The ocean offers you is a completely alternative perspective. If you go out on the sea, you’ll spend a lot of that time looking back at the land. All of a sudden, you have a new perspective on your life that you never had before. You’re looking back and seeing all these coves and beaches and amazing places that you’ve never been to, and can’t even believe even exist. That alternate perspective on our lives is what humans crave. Providing this connection between people and the environment has never been more crucial than it is right now. At a time where people are coming out of lockdown and they’ve had months to think about their place in the world… all that anyone actually craved while they were locked up in their home was that connection to other humans and that connection to the environment. And paddleboarding does that entirely naturally.

How can someone get into paddleboarding if they want to give it a go?

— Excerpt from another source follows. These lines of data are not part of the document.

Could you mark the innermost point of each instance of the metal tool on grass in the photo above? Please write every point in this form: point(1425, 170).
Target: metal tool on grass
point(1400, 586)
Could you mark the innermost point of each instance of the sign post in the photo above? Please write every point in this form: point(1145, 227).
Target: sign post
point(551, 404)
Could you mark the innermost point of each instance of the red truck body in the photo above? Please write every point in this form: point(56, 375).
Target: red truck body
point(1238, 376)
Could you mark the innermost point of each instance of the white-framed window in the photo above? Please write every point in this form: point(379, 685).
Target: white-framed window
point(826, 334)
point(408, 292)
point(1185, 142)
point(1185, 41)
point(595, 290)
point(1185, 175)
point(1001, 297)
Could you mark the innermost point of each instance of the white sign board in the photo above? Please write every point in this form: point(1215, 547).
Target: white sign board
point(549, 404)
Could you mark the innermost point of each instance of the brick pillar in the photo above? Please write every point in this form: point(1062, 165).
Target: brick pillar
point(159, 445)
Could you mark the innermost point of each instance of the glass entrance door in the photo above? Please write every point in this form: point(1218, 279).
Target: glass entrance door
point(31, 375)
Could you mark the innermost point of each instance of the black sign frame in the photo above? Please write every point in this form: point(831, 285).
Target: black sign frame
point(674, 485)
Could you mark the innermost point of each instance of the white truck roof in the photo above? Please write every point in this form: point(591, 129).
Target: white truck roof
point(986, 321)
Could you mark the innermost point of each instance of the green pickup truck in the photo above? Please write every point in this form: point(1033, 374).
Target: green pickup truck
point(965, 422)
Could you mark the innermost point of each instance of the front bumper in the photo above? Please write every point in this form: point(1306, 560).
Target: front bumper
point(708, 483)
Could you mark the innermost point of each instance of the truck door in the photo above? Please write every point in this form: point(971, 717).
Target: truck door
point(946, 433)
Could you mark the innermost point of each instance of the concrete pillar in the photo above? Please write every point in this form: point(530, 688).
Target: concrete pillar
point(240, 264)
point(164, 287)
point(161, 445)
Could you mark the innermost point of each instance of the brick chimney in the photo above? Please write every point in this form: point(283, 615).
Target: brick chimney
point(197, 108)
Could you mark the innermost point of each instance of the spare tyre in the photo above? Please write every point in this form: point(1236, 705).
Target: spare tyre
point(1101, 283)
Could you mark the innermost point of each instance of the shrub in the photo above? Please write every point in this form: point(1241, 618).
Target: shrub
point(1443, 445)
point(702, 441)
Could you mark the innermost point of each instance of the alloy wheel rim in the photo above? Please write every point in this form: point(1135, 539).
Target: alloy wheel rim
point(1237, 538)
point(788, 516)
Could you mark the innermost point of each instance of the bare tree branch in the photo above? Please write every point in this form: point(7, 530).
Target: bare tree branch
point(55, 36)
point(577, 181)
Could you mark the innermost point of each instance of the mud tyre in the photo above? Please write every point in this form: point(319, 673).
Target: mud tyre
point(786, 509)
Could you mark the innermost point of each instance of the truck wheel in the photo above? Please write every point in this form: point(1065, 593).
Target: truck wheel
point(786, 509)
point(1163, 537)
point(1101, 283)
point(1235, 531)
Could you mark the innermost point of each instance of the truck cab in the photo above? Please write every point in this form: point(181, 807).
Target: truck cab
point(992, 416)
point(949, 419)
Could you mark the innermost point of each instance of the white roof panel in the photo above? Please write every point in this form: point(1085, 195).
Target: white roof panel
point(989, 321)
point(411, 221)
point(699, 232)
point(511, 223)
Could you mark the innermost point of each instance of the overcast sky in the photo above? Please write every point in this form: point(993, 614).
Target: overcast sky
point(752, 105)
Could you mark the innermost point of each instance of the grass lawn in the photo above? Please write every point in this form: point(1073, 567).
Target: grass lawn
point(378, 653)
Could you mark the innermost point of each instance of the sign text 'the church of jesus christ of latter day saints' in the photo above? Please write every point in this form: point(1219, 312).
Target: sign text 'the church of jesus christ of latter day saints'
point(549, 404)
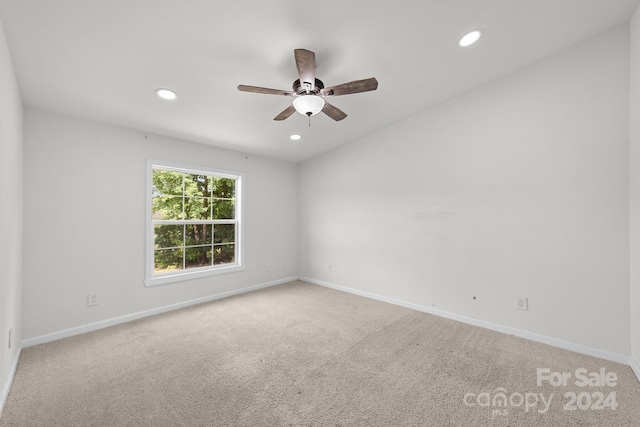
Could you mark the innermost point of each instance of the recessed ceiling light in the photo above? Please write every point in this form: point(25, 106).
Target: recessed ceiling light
point(470, 38)
point(167, 94)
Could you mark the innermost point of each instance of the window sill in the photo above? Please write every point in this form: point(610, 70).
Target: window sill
point(191, 275)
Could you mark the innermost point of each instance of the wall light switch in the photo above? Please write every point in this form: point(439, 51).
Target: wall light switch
point(92, 299)
point(523, 304)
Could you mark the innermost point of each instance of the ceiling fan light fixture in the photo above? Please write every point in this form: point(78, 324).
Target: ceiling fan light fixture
point(470, 38)
point(308, 105)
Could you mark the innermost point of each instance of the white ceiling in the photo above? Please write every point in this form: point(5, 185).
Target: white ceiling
point(103, 60)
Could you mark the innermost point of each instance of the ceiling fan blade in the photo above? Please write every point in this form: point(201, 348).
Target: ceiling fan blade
point(334, 112)
point(306, 63)
point(356, 86)
point(256, 89)
point(285, 114)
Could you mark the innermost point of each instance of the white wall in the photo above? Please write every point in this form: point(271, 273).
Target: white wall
point(516, 189)
point(85, 221)
point(634, 190)
point(11, 165)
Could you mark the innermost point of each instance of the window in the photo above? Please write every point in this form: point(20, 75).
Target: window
point(194, 222)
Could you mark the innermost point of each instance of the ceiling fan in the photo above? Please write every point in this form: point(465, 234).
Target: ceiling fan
point(309, 92)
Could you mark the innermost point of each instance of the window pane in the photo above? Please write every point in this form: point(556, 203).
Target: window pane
point(167, 260)
point(224, 233)
point(198, 257)
point(224, 254)
point(197, 185)
point(224, 209)
point(167, 207)
point(168, 236)
point(197, 208)
point(198, 234)
point(167, 183)
point(224, 188)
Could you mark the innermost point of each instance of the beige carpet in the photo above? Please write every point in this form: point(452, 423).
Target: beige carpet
point(303, 355)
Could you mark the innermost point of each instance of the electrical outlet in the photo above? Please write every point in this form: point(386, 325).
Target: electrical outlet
point(92, 299)
point(523, 303)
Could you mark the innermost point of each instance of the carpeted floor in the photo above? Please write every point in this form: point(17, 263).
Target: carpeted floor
point(303, 355)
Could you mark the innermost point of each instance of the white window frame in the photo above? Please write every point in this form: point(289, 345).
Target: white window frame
point(153, 279)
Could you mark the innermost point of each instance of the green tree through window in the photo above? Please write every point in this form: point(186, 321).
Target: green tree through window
point(195, 220)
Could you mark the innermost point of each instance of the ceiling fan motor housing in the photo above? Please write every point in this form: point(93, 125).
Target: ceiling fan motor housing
point(304, 89)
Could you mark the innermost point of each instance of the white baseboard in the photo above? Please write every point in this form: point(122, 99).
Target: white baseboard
point(141, 314)
point(555, 342)
point(6, 387)
point(635, 367)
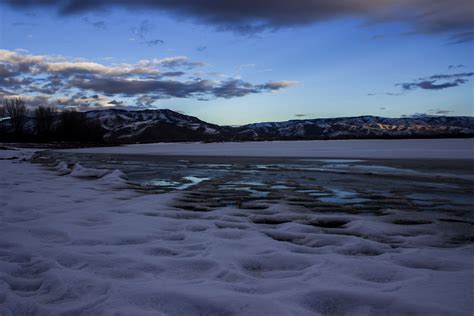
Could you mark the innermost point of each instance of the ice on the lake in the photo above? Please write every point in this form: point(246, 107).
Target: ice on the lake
point(90, 244)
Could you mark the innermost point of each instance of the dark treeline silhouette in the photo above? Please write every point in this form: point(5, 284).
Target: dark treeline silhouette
point(46, 124)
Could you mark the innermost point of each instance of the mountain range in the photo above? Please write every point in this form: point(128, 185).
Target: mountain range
point(144, 126)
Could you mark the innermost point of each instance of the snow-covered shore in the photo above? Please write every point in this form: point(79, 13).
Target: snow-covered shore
point(75, 240)
point(365, 149)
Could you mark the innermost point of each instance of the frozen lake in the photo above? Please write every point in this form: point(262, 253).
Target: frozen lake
point(371, 149)
point(99, 231)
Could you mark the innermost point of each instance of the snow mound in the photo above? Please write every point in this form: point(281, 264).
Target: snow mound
point(79, 171)
point(115, 179)
point(62, 168)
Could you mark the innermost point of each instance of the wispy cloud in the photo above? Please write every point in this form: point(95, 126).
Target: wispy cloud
point(437, 82)
point(46, 79)
point(434, 82)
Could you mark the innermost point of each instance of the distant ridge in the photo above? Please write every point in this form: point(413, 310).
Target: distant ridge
point(145, 126)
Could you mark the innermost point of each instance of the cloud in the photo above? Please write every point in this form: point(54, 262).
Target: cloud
point(250, 16)
point(153, 42)
point(97, 24)
point(143, 29)
point(460, 38)
point(82, 83)
point(440, 112)
point(437, 82)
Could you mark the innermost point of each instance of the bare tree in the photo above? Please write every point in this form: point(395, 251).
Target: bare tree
point(17, 112)
point(3, 118)
point(44, 120)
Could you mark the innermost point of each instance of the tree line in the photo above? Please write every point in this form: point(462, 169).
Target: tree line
point(46, 124)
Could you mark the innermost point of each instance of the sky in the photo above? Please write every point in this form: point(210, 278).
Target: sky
point(241, 61)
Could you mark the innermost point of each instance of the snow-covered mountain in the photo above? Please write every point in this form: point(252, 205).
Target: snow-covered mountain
point(361, 127)
point(124, 126)
point(146, 126)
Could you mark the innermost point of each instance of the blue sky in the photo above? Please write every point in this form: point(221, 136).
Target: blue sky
point(338, 66)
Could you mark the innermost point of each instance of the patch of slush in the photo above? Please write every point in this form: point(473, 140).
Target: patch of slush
point(191, 181)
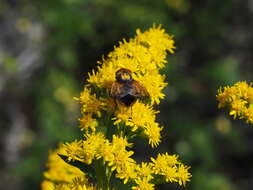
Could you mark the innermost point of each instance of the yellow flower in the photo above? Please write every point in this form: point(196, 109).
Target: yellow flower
point(87, 122)
point(109, 126)
point(140, 116)
point(169, 167)
point(183, 174)
point(143, 184)
point(47, 185)
point(239, 98)
point(144, 55)
point(144, 171)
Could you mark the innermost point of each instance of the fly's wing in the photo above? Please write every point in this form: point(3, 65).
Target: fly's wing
point(116, 90)
point(139, 90)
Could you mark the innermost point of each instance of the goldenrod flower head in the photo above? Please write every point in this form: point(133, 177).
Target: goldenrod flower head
point(183, 174)
point(78, 183)
point(143, 184)
point(239, 98)
point(109, 126)
point(144, 170)
point(140, 116)
point(172, 169)
point(88, 122)
point(144, 55)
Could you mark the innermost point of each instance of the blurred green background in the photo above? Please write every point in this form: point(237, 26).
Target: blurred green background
point(47, 48)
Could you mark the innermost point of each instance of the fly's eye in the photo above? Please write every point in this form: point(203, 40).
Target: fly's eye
point(125, 76)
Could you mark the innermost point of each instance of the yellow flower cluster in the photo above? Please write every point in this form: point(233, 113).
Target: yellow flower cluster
point(118, 159)
point(109, 127)
point(239, 98)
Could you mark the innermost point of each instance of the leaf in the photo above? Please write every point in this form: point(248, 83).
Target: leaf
point(87, 169)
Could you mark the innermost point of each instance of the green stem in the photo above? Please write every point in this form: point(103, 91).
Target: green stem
point(103, 174)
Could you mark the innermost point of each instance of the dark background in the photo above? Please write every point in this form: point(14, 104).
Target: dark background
point(47, 47)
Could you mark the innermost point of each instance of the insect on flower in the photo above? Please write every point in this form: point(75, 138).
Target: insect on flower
point(127, 90)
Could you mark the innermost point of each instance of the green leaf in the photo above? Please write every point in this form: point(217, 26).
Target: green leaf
point(87, 169)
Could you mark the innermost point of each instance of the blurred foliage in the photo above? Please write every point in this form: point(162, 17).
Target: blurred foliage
point(213, 49)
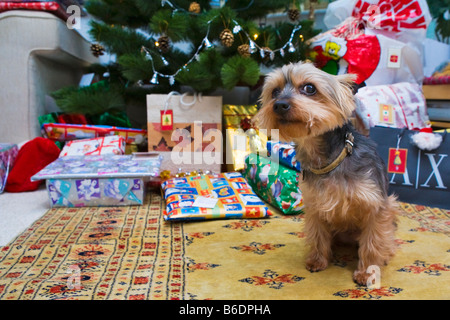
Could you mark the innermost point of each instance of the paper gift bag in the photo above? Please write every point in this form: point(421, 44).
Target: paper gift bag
point(415, 175)
point(186, 131)
point(241, 137)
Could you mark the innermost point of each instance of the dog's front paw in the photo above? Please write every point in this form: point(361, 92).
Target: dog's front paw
point(315, 264)
point(360, 277)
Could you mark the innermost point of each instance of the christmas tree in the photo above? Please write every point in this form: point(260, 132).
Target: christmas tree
point(161, 45)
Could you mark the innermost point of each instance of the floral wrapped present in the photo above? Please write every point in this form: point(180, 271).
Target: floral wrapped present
point(96, 146)
point(284, 153)
point(211, 196)
point(107, 180)
point(275, 183)
point(8, 153)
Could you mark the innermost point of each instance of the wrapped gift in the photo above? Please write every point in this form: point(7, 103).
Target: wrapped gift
point(211, 196)
point(185, 130)
point(284, 153)
point(400, 105)
point(8, 153)
point(107, 180)
point(67, 132)
point(275, 183)
point(241, 137)
point(96, 146)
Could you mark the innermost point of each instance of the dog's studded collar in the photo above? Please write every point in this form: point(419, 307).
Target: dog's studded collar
point(348, 149)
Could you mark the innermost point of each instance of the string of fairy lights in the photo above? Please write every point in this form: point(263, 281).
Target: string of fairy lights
point(206, 43)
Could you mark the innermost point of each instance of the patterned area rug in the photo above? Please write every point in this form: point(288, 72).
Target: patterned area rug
point(131, 253)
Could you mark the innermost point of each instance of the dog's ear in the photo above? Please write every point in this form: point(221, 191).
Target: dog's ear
point(344, 93)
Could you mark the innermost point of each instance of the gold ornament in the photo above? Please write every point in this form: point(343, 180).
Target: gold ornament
point(227, 37)
point(194, 7)
point(244, 50)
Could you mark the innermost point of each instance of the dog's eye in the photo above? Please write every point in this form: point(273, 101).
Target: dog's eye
point(308, 89)
point(275, 92)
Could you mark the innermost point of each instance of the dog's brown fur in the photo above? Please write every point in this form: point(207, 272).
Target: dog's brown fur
point(352, 200)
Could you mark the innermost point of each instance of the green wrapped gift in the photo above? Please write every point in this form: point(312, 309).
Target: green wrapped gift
point(275, 183)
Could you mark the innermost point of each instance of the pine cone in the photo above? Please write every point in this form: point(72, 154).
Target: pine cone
point(194, 7)
point(226, 37)
point(293, 14)
point(244, 50)
point(164, 44)
point(97, 49)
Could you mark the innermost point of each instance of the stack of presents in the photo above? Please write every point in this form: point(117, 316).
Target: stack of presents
point(210, 162)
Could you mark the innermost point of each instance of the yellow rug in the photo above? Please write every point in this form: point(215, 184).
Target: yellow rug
point(131, 253)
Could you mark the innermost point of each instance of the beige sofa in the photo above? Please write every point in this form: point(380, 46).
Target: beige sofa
point(38, 54)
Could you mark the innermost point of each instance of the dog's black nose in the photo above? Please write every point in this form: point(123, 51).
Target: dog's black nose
point(281, 107)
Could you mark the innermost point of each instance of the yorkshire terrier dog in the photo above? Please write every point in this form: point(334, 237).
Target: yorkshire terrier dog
point(345, 185)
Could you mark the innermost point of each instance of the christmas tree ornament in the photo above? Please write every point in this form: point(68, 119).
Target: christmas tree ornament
point(165, 62)
point(194, 7)
point(207, 43)
point(163, 44)
point(244, 50)
point(236, 29)
point(266, 53)
point(97, 49)
point(226, 37)
point(291, 47)
point(293, 14)
point(252, 47)
point(154, 79)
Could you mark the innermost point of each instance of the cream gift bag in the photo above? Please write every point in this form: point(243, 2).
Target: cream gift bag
point(186, 130)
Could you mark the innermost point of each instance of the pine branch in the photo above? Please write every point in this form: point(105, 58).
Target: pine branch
point(239, 70)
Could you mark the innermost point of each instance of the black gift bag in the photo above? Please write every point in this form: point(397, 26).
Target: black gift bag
point(415, 175)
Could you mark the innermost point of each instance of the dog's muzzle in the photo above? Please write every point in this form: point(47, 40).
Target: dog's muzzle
point(281, 107)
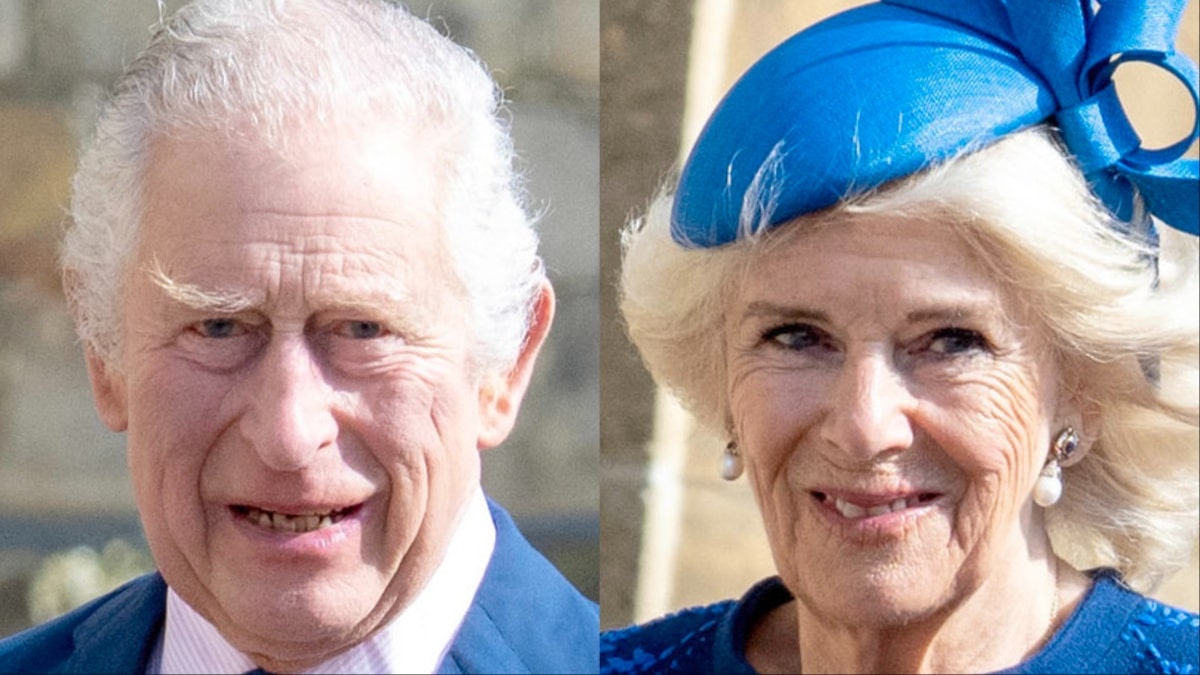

WeSUP is an access point into the world of paddleboarding. I’ve never seen us as an elite company, we’ve kept paddleboarding in a space where it’s really accessible and people can come and discover it. So you don’t need anything to come paddleboarding with us, we provide everything. Using all of our equipment really allows you to understand what kind of paddler you want to be. There is no point in going off and spending hundreds of pounds on a stand up paddleboard, then learning a bit more and discovering that you’re into racing, or you’re into touring, and that all-round board that you bought is no good for either of those things!

Some people may never leave the confines of the bay; they may just actually love the opportunity to glide across the water in fair weather, have a chat with friends and decompress from their day. Some people may quickly find the bay boring and want to paddle 10 miles around the coast, or try riding those waves they’ve seen at the beach. What I would say is, if you are unsure about what kind of paddler you are, if you don’t have the room to store a board, if you don’t want the hassle of pumping that board up every day (that’s 8 minutes of pretty solid cardio to pump the damn thing up!) WeSUP is there.

The business has evolved into these hubs where people can just be whoever they want to be. They come from backgrounds where they are doctors, shop assistants, care support workers. They are everyone, and that’s been the success of paddleboarding. The simple fact that for once there is an entirely accessible water sport where everyone, even people who can’t swim, still feel completely safe

I’ve gone from putting about 100 people on paddleboards to around 16-17,000 people on the water each year. That’s what’s important to me. I’m connecting people to my passion and to the environment.